Confidentiality is one very important aspect of group therapy that is crucial to the success of the group. Although it is rare, we can work with you to find a solution that is acceptable if a situation such as this occurs. It may or may not be okay to be in the same group as someone that you know so please discuss it with your group facilitator as early as possible. Facilitators are aware of this possibility and will discuss confidentiality in depth during the early stages of group.
Although many group members find that sharing personal information in the context of group therapy is highly valuable for their growth, you will never be pressured or coerced to share anything you do not feel comfortable sharing. While we strive to create an environment where you can openly share information that allows you to get support from others or receive feedback about your unique challenges, it will be entirely up to you to decide when and if to share something that feels private.
You may or may not be a good fit for group therapy depending on the challenges you are facing, your specific treatment needs, or your goals for therapy. However, we find that many students who do not feel comfortable with the idea of group are actually great candidates who benefit from group the most. If you struggle with interpersonal interactions, relationships, anxiety, depression, or feeling disconnected from others, group therapy can be a highly valuable form of treatment for you. We recommend that you review the group options on our website and discuss your fit with a clinician at UChicago Student Wellness to determine whether or not group therapy is the right fit.

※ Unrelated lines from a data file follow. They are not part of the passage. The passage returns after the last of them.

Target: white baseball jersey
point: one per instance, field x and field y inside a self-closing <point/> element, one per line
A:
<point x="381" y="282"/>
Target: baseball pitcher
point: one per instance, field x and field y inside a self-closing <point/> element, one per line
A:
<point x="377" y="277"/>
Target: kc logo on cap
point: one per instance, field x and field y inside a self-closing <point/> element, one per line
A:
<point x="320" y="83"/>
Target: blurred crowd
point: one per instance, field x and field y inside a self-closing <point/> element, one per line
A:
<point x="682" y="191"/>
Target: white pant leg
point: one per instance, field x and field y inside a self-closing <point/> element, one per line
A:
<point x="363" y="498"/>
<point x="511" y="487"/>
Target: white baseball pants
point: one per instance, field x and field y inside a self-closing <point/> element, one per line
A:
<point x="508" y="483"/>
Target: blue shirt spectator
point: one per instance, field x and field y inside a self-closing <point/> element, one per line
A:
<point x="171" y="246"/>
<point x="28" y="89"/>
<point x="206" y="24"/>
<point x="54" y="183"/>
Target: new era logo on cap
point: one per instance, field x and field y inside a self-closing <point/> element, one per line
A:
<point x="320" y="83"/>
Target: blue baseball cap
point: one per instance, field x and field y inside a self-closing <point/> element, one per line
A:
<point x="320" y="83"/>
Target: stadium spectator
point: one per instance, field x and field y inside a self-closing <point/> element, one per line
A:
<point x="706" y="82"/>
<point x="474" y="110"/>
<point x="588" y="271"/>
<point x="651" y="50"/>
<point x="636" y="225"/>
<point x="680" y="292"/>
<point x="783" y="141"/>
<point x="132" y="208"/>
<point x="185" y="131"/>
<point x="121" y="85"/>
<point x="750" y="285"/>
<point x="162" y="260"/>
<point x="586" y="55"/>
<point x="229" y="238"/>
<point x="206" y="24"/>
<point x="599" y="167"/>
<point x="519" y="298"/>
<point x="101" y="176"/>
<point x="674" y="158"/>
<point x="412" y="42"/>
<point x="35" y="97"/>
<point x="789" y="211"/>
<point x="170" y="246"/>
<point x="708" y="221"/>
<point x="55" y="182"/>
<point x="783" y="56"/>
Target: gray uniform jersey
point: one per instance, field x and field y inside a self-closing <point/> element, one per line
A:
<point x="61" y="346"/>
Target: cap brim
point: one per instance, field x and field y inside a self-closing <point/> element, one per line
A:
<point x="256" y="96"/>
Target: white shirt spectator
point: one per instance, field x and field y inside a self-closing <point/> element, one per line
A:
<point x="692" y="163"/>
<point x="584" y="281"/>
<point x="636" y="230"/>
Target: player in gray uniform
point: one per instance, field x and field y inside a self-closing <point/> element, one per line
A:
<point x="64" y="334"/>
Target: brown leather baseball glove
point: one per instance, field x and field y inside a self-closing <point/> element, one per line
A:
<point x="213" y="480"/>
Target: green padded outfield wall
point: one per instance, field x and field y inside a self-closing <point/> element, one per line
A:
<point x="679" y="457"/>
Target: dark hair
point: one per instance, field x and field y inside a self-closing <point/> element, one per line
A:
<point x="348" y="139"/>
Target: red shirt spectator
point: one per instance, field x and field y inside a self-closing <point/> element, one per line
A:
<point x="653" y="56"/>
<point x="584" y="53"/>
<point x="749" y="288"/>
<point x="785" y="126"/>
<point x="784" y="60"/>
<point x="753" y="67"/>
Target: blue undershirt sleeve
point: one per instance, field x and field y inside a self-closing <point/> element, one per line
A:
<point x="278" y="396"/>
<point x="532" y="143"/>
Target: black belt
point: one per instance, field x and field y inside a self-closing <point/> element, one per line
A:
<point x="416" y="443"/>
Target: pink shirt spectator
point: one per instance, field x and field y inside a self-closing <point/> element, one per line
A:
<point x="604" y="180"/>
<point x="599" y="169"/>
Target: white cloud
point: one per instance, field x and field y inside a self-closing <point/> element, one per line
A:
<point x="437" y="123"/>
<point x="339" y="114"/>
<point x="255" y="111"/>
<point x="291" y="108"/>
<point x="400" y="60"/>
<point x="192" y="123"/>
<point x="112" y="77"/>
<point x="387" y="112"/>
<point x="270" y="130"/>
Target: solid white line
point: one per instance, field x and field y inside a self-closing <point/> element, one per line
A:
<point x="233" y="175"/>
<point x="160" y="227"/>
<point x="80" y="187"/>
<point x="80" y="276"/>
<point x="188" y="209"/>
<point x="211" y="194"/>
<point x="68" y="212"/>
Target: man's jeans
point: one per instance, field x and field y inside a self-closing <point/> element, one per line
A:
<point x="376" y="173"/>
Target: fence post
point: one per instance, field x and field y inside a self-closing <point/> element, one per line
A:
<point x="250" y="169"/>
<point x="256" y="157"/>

It is normal to feel apprehensive about how you will be perceived in a group. Feeling safe and supported is a critical part of the group experience and group facilitators are there to ensure that no one feels judged or criticized. Trust in the group builds over time for group members and once you have a stronger sense of it, sharing personal concerns and even receiving constructive feedback from others feels as if it is coming from a caring and supportive friend.
Group therapy is as effective as individual therapy and in some cases even more effective. One advantage of group therapy is that you can learn from others even on days when you do not feel that you have much to say. Other members may also bring up a topic or idea that resonates with you or that you were not aware of—which may lead to new insight into your own challenges. Unlike individual therapy, group therapy offers the opportunity to learn news ways of interacting by talking, listening, and responding in the group. You may even think of a group therapy as a kind of laboratory for experimenting and practicing new behaviors that you can then take into your life outside of group.
Group therapy provides the benefit of being able to learn and grow even when you are not doing the talking. Group facilitators will routinely check in to see that you are getting what you need so you will have opportunities to communicate and let the group know if you need more space to talk and get support on a given day. Students who have participated in our groups often realize that they make significant progress in a very short amount of time.
It depends on the group. Some groups run for a single quarter while others may continue throughout the year. All groups require that you commit for one quarter.
Yes. Sometimes individual and group therapy can complement one another and add to overall progress. However, it may not be necessary to do both for many students. Please discuss with your group facilitator and/or individual therapist to determine the best option for you.